Tüm bunlar ekseninde en önemli gelişme, AB ile eş anlı olarak Birleşik Krallık’ın hem Eylül 2022’de başlayan Mehsa Emini protestoları sonrası İran’da yapılan insan hakları ihlalleri hem de İran’ın Ukrayna savaşında Rusya’ya yaptığı silah yardımları sebebiyle yaptırım siyaseti benimsemiş olmasıdır. Bu doğrultuda en çok tartışılan konu ise DMO’nun terör listesine alınıp alınmayacağı hususu olmuştur. Ancak bu konuda Birleşik Krallık’ta farklı görüşler olduğunu ifade etmek gerekir. Özellikle İçişleri ve İstihbarat ile Dışişleri bürokrasisinin bu hususta ayrıştığı belirtilebilir.
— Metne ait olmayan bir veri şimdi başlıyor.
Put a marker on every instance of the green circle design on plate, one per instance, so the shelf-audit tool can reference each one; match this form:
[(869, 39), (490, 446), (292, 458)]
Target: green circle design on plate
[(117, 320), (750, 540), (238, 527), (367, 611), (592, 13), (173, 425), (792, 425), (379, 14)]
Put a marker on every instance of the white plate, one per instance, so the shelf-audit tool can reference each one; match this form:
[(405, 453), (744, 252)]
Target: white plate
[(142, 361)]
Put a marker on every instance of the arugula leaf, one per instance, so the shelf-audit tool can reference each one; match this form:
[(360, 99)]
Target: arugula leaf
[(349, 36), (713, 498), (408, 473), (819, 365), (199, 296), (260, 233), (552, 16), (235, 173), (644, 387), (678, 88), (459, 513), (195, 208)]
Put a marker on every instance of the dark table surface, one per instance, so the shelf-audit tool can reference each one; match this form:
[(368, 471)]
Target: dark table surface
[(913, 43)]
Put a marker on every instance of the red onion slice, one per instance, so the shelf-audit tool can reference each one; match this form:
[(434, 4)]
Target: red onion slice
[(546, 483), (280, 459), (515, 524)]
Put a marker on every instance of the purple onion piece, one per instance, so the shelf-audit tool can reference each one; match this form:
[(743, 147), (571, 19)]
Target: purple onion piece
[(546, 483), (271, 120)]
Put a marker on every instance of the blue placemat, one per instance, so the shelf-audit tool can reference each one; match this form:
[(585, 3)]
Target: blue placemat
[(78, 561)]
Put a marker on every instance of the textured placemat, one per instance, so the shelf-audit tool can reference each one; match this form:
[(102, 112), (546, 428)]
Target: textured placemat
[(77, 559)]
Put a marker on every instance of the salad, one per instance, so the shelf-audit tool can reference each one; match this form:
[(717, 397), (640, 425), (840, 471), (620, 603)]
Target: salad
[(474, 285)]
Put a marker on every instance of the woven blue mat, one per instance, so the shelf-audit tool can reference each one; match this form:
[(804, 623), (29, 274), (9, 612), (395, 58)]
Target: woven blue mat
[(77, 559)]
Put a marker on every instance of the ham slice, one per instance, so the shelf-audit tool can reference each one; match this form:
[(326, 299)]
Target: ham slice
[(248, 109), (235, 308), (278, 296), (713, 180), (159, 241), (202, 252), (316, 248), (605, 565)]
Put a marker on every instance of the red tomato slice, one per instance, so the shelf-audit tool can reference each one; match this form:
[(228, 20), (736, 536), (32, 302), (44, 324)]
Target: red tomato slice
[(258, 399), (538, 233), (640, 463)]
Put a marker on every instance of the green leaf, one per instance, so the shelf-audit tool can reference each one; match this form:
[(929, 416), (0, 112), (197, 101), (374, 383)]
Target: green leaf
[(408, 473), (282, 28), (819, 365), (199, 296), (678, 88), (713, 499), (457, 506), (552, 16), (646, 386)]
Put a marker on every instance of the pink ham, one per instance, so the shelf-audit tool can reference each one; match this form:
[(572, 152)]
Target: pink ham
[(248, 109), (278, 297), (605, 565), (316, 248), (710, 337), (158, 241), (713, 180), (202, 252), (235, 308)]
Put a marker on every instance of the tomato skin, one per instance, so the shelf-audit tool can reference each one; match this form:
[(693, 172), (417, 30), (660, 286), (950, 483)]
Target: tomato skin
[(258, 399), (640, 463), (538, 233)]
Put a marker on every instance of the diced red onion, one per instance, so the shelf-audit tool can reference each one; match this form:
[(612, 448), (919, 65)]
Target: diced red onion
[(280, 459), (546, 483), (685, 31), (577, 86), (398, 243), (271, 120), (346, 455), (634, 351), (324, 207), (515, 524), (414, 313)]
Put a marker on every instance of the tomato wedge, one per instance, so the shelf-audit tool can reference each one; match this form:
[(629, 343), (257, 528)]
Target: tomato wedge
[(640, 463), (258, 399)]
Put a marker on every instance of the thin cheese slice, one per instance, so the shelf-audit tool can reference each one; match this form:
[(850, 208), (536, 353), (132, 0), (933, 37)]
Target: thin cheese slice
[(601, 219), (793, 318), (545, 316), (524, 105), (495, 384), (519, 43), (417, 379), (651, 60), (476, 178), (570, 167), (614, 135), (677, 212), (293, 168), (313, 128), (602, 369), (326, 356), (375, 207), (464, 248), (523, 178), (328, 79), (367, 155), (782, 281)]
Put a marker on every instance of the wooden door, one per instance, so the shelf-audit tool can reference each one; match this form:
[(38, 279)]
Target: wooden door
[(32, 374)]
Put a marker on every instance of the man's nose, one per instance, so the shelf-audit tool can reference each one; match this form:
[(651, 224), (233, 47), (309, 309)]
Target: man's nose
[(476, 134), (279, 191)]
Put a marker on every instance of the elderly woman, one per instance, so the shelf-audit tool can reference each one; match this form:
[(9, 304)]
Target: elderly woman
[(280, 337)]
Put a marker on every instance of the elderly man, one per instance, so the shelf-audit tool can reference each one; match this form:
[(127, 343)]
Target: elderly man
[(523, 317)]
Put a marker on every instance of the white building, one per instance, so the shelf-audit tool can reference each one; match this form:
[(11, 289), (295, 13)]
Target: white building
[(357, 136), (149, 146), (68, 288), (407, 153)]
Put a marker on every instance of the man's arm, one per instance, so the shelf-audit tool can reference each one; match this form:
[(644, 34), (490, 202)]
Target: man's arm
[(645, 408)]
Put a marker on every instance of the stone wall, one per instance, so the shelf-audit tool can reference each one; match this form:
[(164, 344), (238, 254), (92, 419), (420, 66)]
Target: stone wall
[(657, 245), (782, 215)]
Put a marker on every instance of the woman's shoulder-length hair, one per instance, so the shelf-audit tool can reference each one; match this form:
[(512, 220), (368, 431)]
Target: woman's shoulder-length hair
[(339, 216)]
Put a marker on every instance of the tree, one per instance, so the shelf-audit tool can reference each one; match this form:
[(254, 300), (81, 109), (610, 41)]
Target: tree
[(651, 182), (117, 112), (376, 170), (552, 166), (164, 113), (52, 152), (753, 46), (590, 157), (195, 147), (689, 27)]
İçişleri Bakanlığı ve İstihbarat birimleri, DMO üyeliğini veya onu destekleyen toplantılara katılımı Birleşik Krallık'ta yasa dışı hâle getirmeyi istemektedir. Bu noktada, Kasım 2022’de Birleşik Krallık istihbarat teşkilatı MI5'ın Genel Müdürü Ken McCallum’un; DMO’yu, 2022'de en az on kez Birleşik Krallık’ta da yaşayan insanlara suikast veya adam kaçırma planı yapmakla suçlamış olduğunu hatırlatmak gerekir. DMO’nun ayrıca Londra merkezli Iran International haber kuruluşunda çalışan gazetecileri tehdit etmesi ki bu sebeple kanalın merkezi Şubat 2023’te Washington D.C.’ye taşınmıştır, istihbarat birimlerini rahatsız etmiştir. Bu sebeple DMO’nun terör örgütü olarak ilan edilmesi, Birleşik Krallık İçişleri Bakanı Suella Braverman ve Güvenlikten Sorumlu Devlet Bakanı Tom Tugendhat'ın da bulunduğu üst düzey İngiliz politikacılar tarafından gündeme getirilmektedir. Ancak Dışişleri yetkilileri, bunun İran’la kısıtlı olan iletişimi de tamamen bitireceğini ve İran’ı daha da provoke edeceğini düşündüğünden bu yönde bir kararı durdurma çabasındadır.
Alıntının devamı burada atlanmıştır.